Kitab-kitab itu adalah kitab-kitab filsafat yang berat-berat dan sama sekali bukan “makanan” otak seorang anak laki-laki berusia sepuluh tahun seperti Kun Liong! Bukan hanya kitab-kitab Su-si Ngo-keng, kitab yang mengandung pelajaran Nabi Khong Cu, akan tetapi bahkan oleh ayahnya dia disuguhi kitab Agama Buddha dan kitab To Tik Khing dari Agama To!
Karena sudah hampir hafal semua akan isi kitab-kitab itu, maka Kun Liong membalik-balik lembaran kitab itu dengan acuh tak acuh. Dia diharuskan berdiam di kamar karena ayah bundanya sedang sibuk membuatkan obat untuk tiga orang perwira yang keracunan. Obat Siauw-lim-si yang katanya dicampur dengan ramuan lain. Agar jangan mengganggu, maka dia diharuskan membaca kitab-kitab itu seorang diri di dalam kamarnya.
Kun Liong merasa kesal hatinya karena bosan. Hampir saja dibantingnya kitab-kitab itu. Apa perlunya menghafal semua isi kitab lama itu? Apa perlunya mengasah otak mencari-cari dan menafsirkan makna dari segala kata-kata yang diucapkan dan dituliskan manusia jaman dahulu kala? Apa gunanya mengerti akan isi hati manusia kuno kalau tidak mengerti akan isi hati sendiri?
“Apa gunanya?” Kun Liong mengeluh dan melemparkan kitab-kitab itu ke atas meja. “Apa gunanya kalau setelah orang hafal akan seribu satu macam ujar-ujar kebatinan namun tidak ada seorang pun melaksanakan sebuah pun dalam kehidupan sehari-hari?”
Ucapan Kun Liong ini timbul dari lubuk hatinya karena hampir setiap hari ia menyaksikan kenyataan-kenyataan akan adanya pertentangan dan perlawanan antara isi ujar-ujar dari sikap serta perbuatan manusia. Biarpun ucapan ini keluar dari mulut seorang kanak-kanak yang mungkin bukan menjadi hasil pemikiran mendalam, namun membuat kita termenung.

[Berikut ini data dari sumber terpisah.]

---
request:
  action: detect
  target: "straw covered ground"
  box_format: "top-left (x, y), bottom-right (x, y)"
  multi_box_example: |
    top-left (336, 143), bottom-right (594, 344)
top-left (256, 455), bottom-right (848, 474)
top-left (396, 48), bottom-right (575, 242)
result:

Memang sebenarnyalah, apa gunanya semua itu kalau kita melihat betapa semua pelajaran kebatinan dihafal orang sedunia semenjak kebudayaan berkembang? Ribuan tahun orang mengikuti dan menghafalnya, berlumba keras dan bagus ketika menyanyikan ujar-ujar kuno itu. Semua orang hafal akan ujar-ujar yang berbunyi bahwa “Di empat penjuru lautan, semua manusia adalah saudara,” akan tetapi apa gunanya ujar-ujar yang hanya menjadi kata-kata hampa ini kalau sehari-hari tampak kenyataan hidup yang berlawanan?
Dalam kenyataannya, yang dianggap “saudara” hanyalah orang-orang yang menguntungkan kita, yang segolongan dengan kita, sealiran kepercayaan, seperkumpulan, sesuku, sebangsa dengan kita! Apa artinya menghafal ujar-ujar itu kalau kita melihat bahwa si pembesar dijilat, si hartawan dihormat, si pandai dipuji, sedangkan si kecil ditekan, si miskin dihina dan si bodoh dimaki?
Makin banyaknya tentang pelajaran tentang kebaikan dan contoh-contoh manusia budiman, makin banyaklah timbul orang-orang munafik yang ingin disebut baik, ingin dirinya dianggap seperti manusia budiman.
Kita selalu melupakan bahwa kebaikan bukanlah sesuatu yang dapat dipelajari! Melakukan kebaikan untuk mentaati pelajaran adalah kelakuan yang palsu, dipaksakan, dan berpamrih (mengandung keinginan tertentu demi diri pribadi), karenanya munafik! Kebaikan harus, keluar dari dalam hati, tanpa paksaan, tanpa kekhawatiran, tanpa keinginan di baliknya, tanpa pamrih, bahkan tanpa disadari bahwa kita berbuat baik! Dapatkah rasa kasihan dipelajari dan dilatih? Dapatkah kita mempelajari rasa haru? Dapatkah orang belajar mencinta? Kalau dipelajari maka palsulah itu!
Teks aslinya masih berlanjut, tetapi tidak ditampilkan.